Pour gagner rapidement de l'argent, les parieurs utilisent des moyens ingénieux. Au lieu de jouer toute la partie de la boule 8, certains parient sur la position de la boule noire après le break. D'autres parient sur la meilleure des trois boules. Un joueur expert a proposé de jouer en utilisant une seule main parce que les gens hésitaient à parier contre lui.
Les autorités mènent parfois des opérations dites de nettoyage pour confisquer les tables de billard éparpillées un peu partout. Souvent, ceux devant faire respecter les règlements municipaux sont simplement payés avec un pot-de-vin d'à peine 2 dollars. La plupart des parieurs des townships à faibles revenus placent des paris en dollars sur des jeux dans lesquels ils peuvent gagner 3 ou 4 dollars.
Frais de participation
À Ruwa, la compétition est plus organisée, et les enjeux sont plus élevés. Chaque membre du club paie 10 dollars de frais de participation, qui sont reversés dans les prix. Un jour, 31 joueurs ont payé pour participer. Des dizaines d'autres étaient spectateurs, encourageant et pariant sur leurs joueurs favoris.

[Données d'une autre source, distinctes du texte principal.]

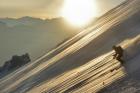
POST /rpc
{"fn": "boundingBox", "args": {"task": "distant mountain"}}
[0,17,79,65]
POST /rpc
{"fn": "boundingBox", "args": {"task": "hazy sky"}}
[0,0,124,18]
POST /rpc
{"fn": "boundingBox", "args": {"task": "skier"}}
[113,46,124,64]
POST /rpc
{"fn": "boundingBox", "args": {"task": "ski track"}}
[0,0,140,93]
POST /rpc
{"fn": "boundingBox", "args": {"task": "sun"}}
[62,0,97,26]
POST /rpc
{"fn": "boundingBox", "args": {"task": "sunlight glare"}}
[62,0,97,26]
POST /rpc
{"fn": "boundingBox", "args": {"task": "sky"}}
[0,0,124,18]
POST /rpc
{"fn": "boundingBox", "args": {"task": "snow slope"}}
[0,0,140,93]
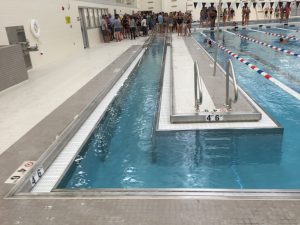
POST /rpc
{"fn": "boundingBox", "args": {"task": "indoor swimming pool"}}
[56,28,300,190]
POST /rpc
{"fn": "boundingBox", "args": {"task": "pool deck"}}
[0,36,300,225]
[157,34,281,132]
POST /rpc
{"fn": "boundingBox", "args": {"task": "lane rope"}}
[264,32,300,41]
[273,27,299,32]
[235,34,300,57]
[200,32,300,100]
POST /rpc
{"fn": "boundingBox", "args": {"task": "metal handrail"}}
[225,59,239,110]
[194,61,203,112]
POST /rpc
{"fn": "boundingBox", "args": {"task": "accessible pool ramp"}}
[157,35,282,132]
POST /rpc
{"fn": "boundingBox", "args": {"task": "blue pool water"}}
[58,31,300,189]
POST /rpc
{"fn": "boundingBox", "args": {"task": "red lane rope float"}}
[264,32,300,41]
[200,32,300,100]
[235,34,300,57]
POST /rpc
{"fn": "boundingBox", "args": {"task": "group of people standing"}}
[101,13,155,42]
[157,11,193,36]
[200,3,218,28]
[264,2,291,22]
[101,12,193,42]
[200,3,251,29]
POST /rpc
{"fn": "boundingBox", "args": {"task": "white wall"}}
[0,0,137,68]
[137,0,164,13]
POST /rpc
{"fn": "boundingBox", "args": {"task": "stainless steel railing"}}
[194,61,203,112]
[225,59,239,110]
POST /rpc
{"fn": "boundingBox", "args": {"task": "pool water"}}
[58,30,300,189]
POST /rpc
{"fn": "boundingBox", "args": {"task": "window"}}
[89,8,95,28]
[81,8,108,29]
[94,9,100,27]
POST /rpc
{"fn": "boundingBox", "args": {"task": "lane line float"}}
[200,32,300,100]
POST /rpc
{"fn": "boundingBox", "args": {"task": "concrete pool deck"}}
[0,35,300,225]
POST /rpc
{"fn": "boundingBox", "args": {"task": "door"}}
[5,26,32,70]
[79,8,90,48]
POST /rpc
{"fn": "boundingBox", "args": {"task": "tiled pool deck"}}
[0,36,300,225]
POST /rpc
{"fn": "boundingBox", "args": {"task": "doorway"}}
[79,8,90,48]
[5,26,32,70]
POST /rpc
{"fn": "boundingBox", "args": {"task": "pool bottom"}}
[57,131,286,190]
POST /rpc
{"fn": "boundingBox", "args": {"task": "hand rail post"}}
[225,59,239,110]
[194,61,203,112]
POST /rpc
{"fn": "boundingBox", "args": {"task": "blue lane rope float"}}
[264,32,300,41]
[200,32,300,100]
[235,34,300,57]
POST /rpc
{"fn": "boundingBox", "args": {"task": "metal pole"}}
[213,0,221,76]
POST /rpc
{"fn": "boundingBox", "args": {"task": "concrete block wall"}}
[0,0,137,69]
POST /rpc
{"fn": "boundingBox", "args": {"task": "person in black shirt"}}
[207,3,218,29]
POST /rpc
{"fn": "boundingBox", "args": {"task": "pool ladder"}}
[194,61,203,112]
[225,59,239,110]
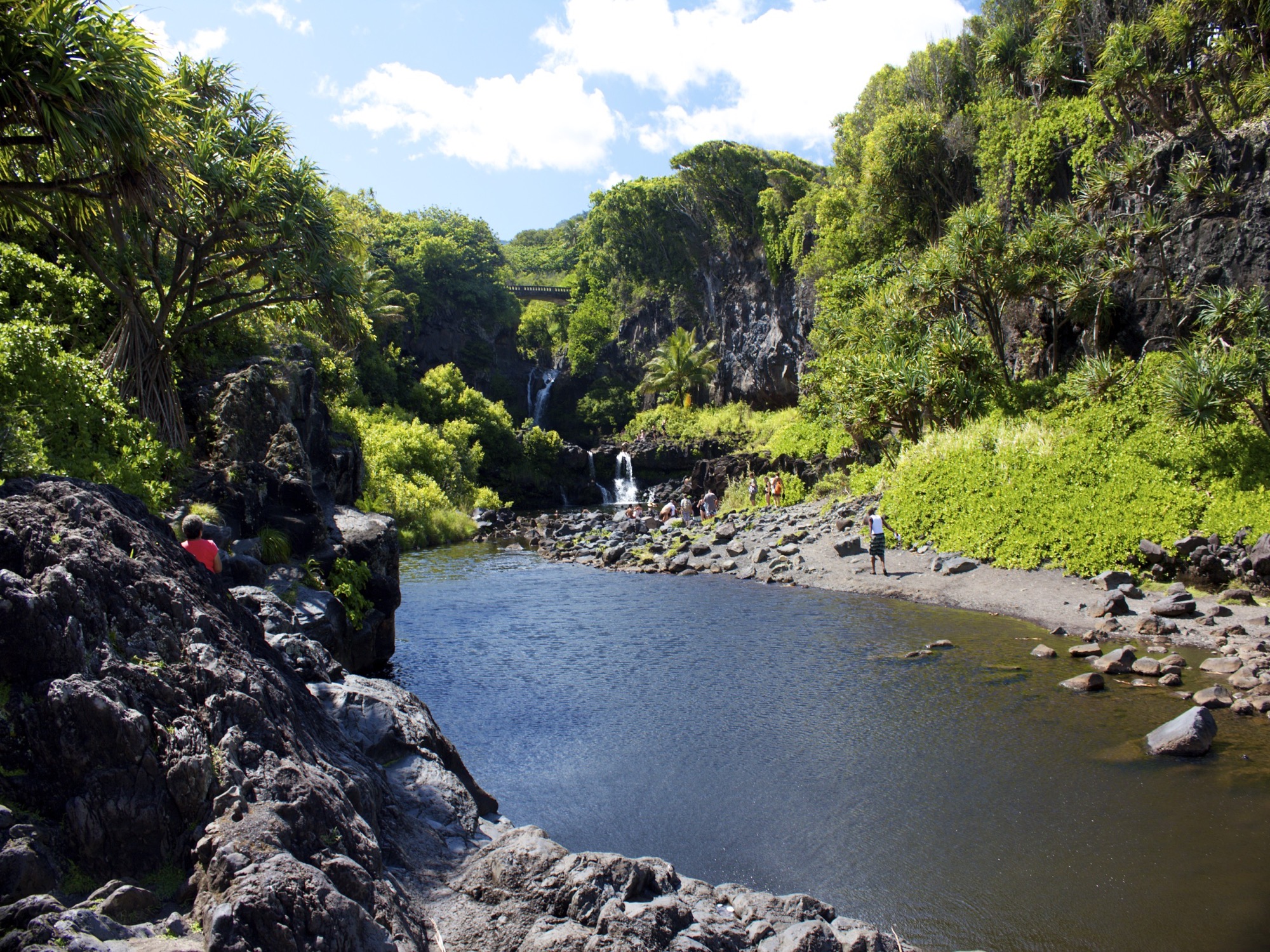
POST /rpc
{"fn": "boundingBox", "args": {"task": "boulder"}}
[1092,646,1138,674]
[1147,707,1217,757]
[1248,533,1270,575]
[1173,536,1208,556]
[1227,665,1261,691]
[221,555,269,585]
[1151,590,1195,618]
[1191,684,1234,707]
[1199,656,1243,674]
[1132,658,1163,678]
[1091,569,1137,592]
[98,886,159,923]
[758,919,842,952]
[1090,589,1129,618]
[833,536,865,559]
[940,556,979,575]
[1058,671,1106,691]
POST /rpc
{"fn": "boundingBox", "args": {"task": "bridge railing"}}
[507,284,573,301]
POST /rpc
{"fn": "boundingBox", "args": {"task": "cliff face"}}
[0,477,897,952]
[617,242,815,409]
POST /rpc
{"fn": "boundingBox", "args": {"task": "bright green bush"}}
[0,319,180,510]
[326,557,375,631]
[869,354,1270,575]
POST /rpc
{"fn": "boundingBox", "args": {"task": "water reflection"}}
[395,546,1270,952]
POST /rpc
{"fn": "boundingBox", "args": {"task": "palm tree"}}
[640,327,719,404]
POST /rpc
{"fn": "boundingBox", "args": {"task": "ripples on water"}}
[394,546,1270,952]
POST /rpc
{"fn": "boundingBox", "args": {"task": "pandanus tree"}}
[640,327,719,404]
[0,0,364,447]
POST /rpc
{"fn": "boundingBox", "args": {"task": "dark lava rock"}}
[1147,711,1217,757]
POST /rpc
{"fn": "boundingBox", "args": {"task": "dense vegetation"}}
[803,0,1270,571]
[0,0,559,543]
[12,0,1270,570]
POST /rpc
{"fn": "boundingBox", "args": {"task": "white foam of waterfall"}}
[587,449,613,505]
[613,451,639,505]
[533,371,560,426]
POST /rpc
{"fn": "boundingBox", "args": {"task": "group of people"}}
[745,472,785,505]
[657,489,719,523]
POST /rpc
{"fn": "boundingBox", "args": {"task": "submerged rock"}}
[1058,671,1106,691]
[1147,707,1217,757]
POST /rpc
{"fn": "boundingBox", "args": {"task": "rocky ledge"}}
[0,477,899,952]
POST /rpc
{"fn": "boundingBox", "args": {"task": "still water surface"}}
[394,545,1270,952]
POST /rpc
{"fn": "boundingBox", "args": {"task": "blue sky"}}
[130,0,968,239]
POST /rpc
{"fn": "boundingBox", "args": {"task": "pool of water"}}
[394,546,1270,952]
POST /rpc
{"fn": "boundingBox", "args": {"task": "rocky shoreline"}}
[503,496,1270,755]
[0,477,911,952]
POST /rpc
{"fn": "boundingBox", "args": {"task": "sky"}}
[128,0,977,240]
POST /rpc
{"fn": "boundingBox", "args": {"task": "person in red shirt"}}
[180,515,221,574]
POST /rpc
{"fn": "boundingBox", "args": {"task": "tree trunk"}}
[99,305,189,449]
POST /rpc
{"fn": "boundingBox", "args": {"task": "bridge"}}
[507,284,573,303]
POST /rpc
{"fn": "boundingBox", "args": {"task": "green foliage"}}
[569,291,620,376]
[326,556,375,631]
[521,421,564,471]
[640,327,719,405]
[503,215,587,284]
[874,354,1270,575]
[259,526,291,565]
[187,503,225,526]
[0,320,180,510]
[578,377,639,433]
[0,242,113,350]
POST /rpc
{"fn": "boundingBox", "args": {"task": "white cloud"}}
[599,171,635,192]
[234,0,314,37]
[335,63,620,170]
[536,0,969,151]
[132,13,229,62]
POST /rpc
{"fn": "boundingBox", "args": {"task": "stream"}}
[392,545,1270,952]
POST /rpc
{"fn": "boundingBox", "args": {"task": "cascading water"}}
[613,451,639,505]
[530,371,560,426]
[587,449,613,505]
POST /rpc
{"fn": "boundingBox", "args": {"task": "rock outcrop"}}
[0,477,897,952]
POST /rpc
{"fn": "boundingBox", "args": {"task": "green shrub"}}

"Imaginez que vous rentriez chez vous avec 150 dollars ! C'est plus que ce que de nombreuses personnes ayant un emploi rémunéré reçoivent par mois", a déclaré Goto, le porte-parole. "Le billard devrait maintenant passer des bars aux écoles et aux salles communautaires comme les autres sports, il est devenu courant après tout."
Pour Levite Chisakarire, le billard est devenu plus qu'un jeu. Après avoir joué et parié dans des tavernes d'arrière-cour, il rêve de plus grand. "Cela a changé ma vie", dit-il, avant de couler sa prochaine boule pour remporter le tournoi et empocher 150 dollars. "Je me vois bien jouer en Europe un jour".